Saturday, October 11, 2008

Meetin' Friendly Folks

The great thing about the South is that you get to meet people and get to know their personalities. Maybe it's because you don't get to see many people during the day -- like in New York where you see thousands of people before the day is done -- that they are willing to take the time to connect and talk and share.

Down here, people stop to talk and they expect the same from you. If you don't take the time, you are considered rude, rushed and recalcitrant. There is a benefit to taking the time -- you kinda get to know folks and their story, and sharing stories creates a sense of personal connection. Take yesterday for example.

Yesterday I was working in the house and the doorbell rang. It was a lawn service guy who wanted me to put the dogs up so that he could treat our lawn. I guess I could have gone back into the house after I put the dogs in the pen, but instead, because of the culture here, I felt impelled to go over to talk to him.

Bobby was his name. And, before we were done, I knew more than I wanted to about fireants (see other post), mole crickets, moles and armadillos.
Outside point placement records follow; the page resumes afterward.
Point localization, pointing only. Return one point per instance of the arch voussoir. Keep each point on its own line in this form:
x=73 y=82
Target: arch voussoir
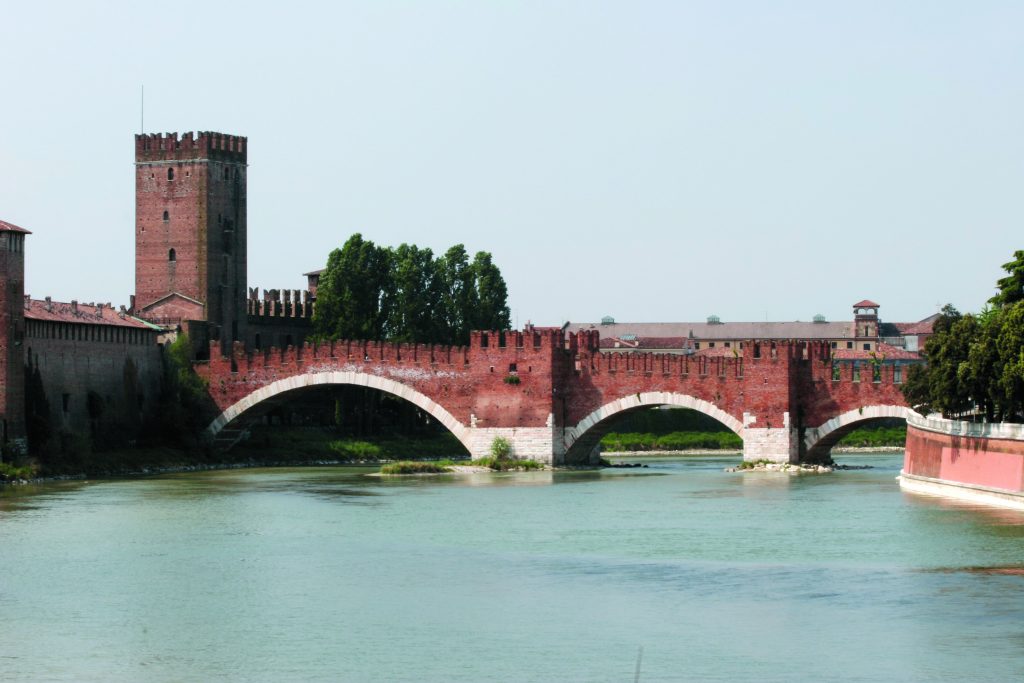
x=821 y=434
x=367 y=380
x=651 y=399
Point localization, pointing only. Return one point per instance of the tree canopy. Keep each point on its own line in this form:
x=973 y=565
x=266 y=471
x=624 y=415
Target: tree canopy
x=976 y=361
x=406 y=294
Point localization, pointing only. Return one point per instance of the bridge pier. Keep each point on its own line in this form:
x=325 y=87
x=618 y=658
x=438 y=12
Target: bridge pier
x=778 y=444
x=540 y=443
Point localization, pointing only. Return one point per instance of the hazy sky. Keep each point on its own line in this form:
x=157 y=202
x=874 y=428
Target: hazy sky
x=645 y=160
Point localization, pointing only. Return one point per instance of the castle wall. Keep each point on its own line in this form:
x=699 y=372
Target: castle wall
x=120 y=367
x=12 y=434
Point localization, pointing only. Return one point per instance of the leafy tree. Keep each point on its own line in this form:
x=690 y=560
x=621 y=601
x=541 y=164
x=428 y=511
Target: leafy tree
x=492 y=311
x=407 y=295
x=414 y=304
x=459 y=296
x=1011 y=287
x=977 y=361
x=353 y=291
x=1010 y=345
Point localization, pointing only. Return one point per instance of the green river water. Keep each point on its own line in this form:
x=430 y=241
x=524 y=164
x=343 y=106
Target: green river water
x=329 y=574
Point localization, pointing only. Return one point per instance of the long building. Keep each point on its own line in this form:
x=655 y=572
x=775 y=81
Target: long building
x=865 y=336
But I also learned about him -- about how he and his wife just adopted two children this year, a one year old and a sixteen month old, both girls; about how he crashed his SUV gas guzzler and was happy that he could buy a more fuel efficient car; a little about his travels north to Atlantic City, some about my neighbors here on the sporting plantation, and about the weather. Interestingly, we didn't talk about the political or economic situation. These conversations are not intellectual repasts, they are simply conversations. Between folks.
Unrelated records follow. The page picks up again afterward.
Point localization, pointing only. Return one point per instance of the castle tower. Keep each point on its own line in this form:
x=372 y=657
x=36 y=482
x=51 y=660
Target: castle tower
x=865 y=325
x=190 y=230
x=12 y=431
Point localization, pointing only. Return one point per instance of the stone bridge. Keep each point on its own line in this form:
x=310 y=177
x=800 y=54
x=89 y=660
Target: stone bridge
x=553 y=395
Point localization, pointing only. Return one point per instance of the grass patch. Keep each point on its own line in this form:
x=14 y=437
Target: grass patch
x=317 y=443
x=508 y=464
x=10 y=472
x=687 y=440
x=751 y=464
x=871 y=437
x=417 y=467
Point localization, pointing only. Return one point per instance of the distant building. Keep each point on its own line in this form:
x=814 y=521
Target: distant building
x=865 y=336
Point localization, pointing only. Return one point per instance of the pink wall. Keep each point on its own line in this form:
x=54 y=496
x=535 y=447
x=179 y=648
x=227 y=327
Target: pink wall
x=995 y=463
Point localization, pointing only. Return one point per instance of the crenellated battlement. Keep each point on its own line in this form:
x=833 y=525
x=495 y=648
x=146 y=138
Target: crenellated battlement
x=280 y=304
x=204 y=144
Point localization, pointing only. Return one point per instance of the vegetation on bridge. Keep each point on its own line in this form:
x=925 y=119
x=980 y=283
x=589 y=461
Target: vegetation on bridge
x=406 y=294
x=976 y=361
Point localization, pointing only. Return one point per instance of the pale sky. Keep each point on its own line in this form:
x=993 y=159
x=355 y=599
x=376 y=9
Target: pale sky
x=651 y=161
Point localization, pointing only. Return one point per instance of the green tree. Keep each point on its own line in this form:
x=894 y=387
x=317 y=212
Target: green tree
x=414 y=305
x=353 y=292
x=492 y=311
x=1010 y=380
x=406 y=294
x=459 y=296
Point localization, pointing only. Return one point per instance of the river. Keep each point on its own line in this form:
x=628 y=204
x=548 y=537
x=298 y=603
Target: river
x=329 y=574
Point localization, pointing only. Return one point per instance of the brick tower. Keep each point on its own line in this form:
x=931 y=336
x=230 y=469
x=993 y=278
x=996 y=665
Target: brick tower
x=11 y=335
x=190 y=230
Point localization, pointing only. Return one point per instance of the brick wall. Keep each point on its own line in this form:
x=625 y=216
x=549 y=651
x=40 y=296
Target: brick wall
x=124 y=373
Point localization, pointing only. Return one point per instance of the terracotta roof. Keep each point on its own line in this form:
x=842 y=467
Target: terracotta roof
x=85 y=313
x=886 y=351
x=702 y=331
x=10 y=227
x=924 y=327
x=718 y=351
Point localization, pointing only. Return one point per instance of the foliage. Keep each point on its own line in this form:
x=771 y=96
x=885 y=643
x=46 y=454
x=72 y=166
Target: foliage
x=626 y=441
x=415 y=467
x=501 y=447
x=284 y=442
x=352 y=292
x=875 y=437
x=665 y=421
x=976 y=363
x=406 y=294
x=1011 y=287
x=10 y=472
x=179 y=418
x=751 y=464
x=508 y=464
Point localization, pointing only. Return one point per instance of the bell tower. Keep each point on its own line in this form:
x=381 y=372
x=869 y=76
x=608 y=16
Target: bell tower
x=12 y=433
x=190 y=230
Down here, people aren't afraid to let you get to know them. They are very friendly and open to me, despite my Northern, Yankee sensibilities.Yesterday, I also met Tony the painter. Why before he left, I knew about his brother who bought him a ticket to Las Vegas and his hesitancy about going because of his gambling tendencies ( kind of like sending an alcoholic to a cocktail party I think); his relationship to Laurie the decorator and how he disagreed with some of her decorating concepts; his knowledge of paint and his suggestions for finding the right color.
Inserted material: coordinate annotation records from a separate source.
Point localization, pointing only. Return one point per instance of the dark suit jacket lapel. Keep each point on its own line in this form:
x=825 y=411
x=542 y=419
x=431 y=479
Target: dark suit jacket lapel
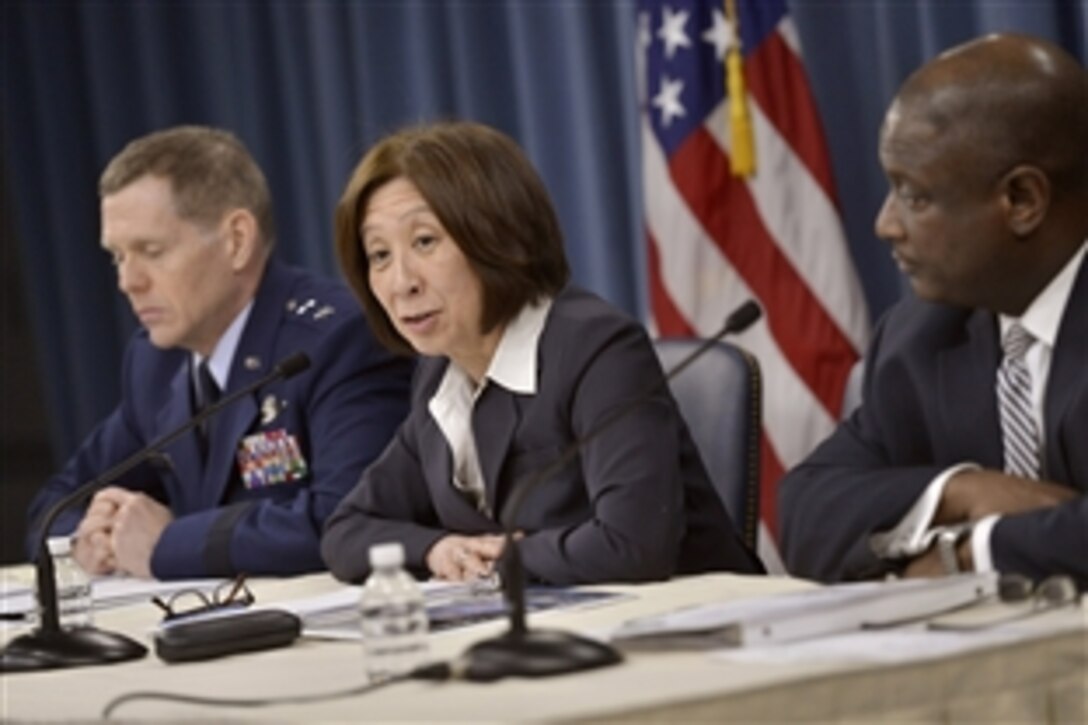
x=1068 y=369
x=457 y=514
x=185 y=452
x=494 y=419
x=965 y=391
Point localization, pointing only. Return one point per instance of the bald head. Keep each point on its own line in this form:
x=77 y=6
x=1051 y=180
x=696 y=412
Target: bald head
x=1011 y=99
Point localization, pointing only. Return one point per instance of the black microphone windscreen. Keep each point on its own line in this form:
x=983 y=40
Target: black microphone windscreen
x=294 y=365
x=743 y=317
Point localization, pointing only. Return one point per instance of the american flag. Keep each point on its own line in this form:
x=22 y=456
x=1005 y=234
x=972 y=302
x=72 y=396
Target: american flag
x=715 y=238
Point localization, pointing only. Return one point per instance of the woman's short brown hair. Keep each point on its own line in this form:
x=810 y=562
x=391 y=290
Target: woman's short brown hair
x=489 y=198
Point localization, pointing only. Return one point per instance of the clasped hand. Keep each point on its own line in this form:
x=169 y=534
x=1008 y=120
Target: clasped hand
x=120 y=531
x=457 y=557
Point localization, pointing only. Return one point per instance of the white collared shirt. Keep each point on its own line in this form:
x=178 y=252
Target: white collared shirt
x=222 y=356
x=1042 y=318
x=512 y=367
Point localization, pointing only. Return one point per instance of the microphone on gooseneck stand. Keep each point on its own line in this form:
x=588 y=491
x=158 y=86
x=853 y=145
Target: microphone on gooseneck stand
x=49 y=646
x=543 y=652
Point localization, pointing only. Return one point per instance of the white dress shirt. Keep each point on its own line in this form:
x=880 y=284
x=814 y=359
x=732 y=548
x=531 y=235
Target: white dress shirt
x=514 y=367
x=1042 y=319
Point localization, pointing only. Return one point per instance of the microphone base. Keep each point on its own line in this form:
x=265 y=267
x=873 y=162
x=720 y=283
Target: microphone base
x=68 y=648
x=535 y=653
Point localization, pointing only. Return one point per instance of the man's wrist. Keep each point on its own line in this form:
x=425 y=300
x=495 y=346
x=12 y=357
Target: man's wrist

I guess people are people, but in the South, the pace is such that people can be people and still take the time to connect with one another. It's nice. I like it. (Except having to wave at people who drive by while I'm walking. Why should I wave to a total stranger?)

In the north, I also felt connected to my neighborhood, but the connection manifested itself differently. I knew my drycleaner, my deli owner, the manager of Gristedes, the guy who sold fruit on the sidewalk, Bibi, the woman who cleaned the women's dressing room in the New York Sports Club. I "knew" them, but I didn't know their names. I knew their faces, I saw them every day and they became woven into the fabric of my life in the city. If they didn't see me for a week, they would ask how I'd been, if everything was all right because then hadn't see me. And, I knew nothing of their stories. I knew them -- but never really "knew" them at all.